AUTHOR=Wang Min , Xu Jie , Yang Na , Zhang Tianqi , Zhu Huaijun , Wang Jing TITLE=Insight Into the Metabolomic Characteristics of Post-Transplant Diabetes Mellitus by the Integrated LC-MS and GC-MS Approach- Preliminary Study JOURNAL=Frontiers in Endocrinology VOLUME=12 YEAR=2022 URL=https://www.frontiersin.org/journals/endocrinology/articles/10.3389/fendo.2021.807318 DOI=10.3389/fendo.2021.807318 ISSN=1664-2392 ABSTRACT=

Post-transplantation diabetes mellitus (PTDM) is a common metabolic complication after solid organ transplantation, which not only results in elevated microvascular morbidity, but also seriously impacts graft function and recipient survival. However, its underlying mechanism is not yet fully understood.

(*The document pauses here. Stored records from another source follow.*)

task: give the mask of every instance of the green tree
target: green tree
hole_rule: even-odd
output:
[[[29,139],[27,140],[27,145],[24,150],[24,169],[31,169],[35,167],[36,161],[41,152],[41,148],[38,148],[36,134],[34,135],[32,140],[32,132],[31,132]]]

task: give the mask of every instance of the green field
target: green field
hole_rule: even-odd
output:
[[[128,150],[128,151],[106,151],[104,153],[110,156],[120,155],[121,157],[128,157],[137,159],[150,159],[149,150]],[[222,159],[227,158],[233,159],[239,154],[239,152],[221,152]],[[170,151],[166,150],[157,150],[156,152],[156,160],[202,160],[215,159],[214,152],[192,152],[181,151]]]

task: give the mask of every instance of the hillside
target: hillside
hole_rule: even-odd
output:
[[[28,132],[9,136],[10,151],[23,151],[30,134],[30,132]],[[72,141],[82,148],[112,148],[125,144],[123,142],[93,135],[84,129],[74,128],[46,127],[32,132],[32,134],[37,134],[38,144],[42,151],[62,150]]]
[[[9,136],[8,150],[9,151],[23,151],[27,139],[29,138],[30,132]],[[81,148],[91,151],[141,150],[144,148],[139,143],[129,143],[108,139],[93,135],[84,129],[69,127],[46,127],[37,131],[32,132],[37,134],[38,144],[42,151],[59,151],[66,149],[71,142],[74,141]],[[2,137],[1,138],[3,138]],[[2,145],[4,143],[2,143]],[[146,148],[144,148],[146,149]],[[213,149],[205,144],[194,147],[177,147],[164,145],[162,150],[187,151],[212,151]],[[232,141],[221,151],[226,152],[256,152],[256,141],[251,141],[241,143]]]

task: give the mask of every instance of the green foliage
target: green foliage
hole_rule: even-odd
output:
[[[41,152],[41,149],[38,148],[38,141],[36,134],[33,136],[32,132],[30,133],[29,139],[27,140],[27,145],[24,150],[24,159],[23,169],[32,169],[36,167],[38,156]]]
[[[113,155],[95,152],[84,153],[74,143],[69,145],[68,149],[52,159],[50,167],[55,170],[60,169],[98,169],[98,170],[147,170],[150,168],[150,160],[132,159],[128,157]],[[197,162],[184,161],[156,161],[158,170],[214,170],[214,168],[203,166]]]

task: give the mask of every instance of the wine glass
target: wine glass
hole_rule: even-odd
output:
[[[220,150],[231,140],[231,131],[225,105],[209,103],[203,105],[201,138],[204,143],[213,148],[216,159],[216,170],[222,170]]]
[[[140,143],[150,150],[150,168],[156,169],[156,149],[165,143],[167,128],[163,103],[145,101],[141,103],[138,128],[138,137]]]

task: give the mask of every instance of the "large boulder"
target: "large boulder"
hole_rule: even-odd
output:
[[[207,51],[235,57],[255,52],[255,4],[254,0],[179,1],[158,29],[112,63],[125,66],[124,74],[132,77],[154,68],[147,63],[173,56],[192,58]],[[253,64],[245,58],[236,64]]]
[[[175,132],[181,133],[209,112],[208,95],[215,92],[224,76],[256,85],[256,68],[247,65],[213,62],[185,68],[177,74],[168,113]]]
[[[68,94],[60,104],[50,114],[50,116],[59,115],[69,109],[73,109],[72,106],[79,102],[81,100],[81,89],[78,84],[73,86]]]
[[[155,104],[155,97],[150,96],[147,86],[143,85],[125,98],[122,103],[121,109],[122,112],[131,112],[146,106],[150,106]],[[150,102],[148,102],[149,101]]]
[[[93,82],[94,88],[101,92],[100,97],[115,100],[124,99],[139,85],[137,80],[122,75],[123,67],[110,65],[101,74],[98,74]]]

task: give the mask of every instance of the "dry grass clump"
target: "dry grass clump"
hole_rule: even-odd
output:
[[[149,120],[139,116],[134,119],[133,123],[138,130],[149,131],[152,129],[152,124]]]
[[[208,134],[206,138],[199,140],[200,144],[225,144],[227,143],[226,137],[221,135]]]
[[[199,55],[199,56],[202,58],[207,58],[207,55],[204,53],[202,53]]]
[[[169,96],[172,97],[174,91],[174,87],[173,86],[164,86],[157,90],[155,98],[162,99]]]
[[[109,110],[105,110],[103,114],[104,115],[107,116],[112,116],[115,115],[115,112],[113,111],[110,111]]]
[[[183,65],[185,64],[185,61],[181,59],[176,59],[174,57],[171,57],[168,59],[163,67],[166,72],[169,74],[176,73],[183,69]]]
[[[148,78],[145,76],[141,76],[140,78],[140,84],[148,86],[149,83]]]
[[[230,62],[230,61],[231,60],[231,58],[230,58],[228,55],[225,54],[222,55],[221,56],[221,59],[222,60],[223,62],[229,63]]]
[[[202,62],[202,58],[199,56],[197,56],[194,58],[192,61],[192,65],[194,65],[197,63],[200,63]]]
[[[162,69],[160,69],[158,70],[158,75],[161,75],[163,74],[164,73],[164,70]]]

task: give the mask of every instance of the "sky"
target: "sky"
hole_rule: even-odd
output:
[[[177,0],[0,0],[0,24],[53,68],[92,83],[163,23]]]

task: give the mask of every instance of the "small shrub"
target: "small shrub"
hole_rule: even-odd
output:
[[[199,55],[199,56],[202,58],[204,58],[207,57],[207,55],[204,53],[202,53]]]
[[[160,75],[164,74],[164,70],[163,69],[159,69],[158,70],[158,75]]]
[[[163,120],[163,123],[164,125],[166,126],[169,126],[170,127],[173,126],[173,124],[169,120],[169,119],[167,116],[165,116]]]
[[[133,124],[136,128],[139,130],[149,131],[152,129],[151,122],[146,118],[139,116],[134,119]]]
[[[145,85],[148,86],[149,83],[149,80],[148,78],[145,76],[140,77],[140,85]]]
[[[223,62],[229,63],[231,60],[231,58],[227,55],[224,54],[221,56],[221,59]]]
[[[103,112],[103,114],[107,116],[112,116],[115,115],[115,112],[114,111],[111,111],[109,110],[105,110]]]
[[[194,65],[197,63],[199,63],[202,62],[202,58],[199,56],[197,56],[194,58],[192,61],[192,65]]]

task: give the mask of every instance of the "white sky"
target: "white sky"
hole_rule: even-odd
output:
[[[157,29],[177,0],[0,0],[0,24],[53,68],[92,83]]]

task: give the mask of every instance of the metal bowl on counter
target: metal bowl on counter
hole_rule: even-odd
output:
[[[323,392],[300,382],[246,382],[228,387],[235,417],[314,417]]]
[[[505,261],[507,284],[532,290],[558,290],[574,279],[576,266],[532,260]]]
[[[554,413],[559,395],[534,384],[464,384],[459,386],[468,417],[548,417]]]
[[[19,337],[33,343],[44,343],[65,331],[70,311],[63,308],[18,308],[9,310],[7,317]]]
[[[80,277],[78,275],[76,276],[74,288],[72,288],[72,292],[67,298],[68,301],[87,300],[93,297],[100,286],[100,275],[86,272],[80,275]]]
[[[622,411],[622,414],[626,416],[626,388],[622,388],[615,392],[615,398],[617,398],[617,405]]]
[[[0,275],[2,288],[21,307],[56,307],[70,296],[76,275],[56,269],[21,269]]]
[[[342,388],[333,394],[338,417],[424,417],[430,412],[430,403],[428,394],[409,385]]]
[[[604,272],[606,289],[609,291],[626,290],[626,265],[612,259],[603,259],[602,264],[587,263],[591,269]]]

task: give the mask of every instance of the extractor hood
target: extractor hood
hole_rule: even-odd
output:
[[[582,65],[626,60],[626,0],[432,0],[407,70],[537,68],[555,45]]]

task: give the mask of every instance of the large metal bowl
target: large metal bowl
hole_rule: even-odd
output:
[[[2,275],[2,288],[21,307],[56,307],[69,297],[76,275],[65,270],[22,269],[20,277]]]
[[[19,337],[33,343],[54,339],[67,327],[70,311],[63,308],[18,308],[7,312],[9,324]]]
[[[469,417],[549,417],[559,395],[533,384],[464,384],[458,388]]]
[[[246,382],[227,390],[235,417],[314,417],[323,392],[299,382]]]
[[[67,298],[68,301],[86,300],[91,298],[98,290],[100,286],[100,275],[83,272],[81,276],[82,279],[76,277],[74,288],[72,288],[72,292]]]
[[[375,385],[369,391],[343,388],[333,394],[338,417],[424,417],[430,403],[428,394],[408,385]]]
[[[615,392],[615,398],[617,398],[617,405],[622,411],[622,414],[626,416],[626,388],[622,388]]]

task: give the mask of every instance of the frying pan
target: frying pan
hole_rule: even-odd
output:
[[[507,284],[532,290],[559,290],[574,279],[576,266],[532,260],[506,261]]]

In this study, an integrated liquid chromatography- mass spectrometry (LC-MS) and gas chromatography-mass spectrometry (GC-MS) based-metabolomics approach was adopted to dissect the metabolic fluctuations and deduce potential mechanism associated with PTDM. 68 adult liver transplant recipients were recruited and classified as 32 PTDM and 36 non-PTDM subjects. PTDM group and non-PTDM group were well matched in gender, age, BMI, family history of diabetes, alcohol drinking history, ICU length of stay and hepatitis B infection. Peripheral blood samples from these recipients were collected and prepared for instrument analysis. Data acquired from LC-MS and GC-MS demonstrated significant metabolome alterations between PTDM and non-PTDM subjects. A total of 30 differential metabolites (15 from LC-MS, 15 from GC-MS) were screened out. PTDM patients, compared with non-PTDM subjects, were characterized with increased levels of L-leucine, L-phenylalanine, LysoPE (16:0), LysoPE (18:0), LysoPC (18:0), taurocholic acid, glycocholic acid, taurochenodeoxycholic acid, tauroursodeoxycholic acid, glycochenodeoxycholic acid, glycoursodeoxycholic acid, etc, and with decreased levels of LysoPC (16:1), LysoPC (18:2), LysoPE (22:6), LysoPC (20:4), etc. Taken collectively, this study demonstrated altered metabolites in patients with PTDM, which would provide support for enhancing mechanism exploration, prediction and treatment of PTDM.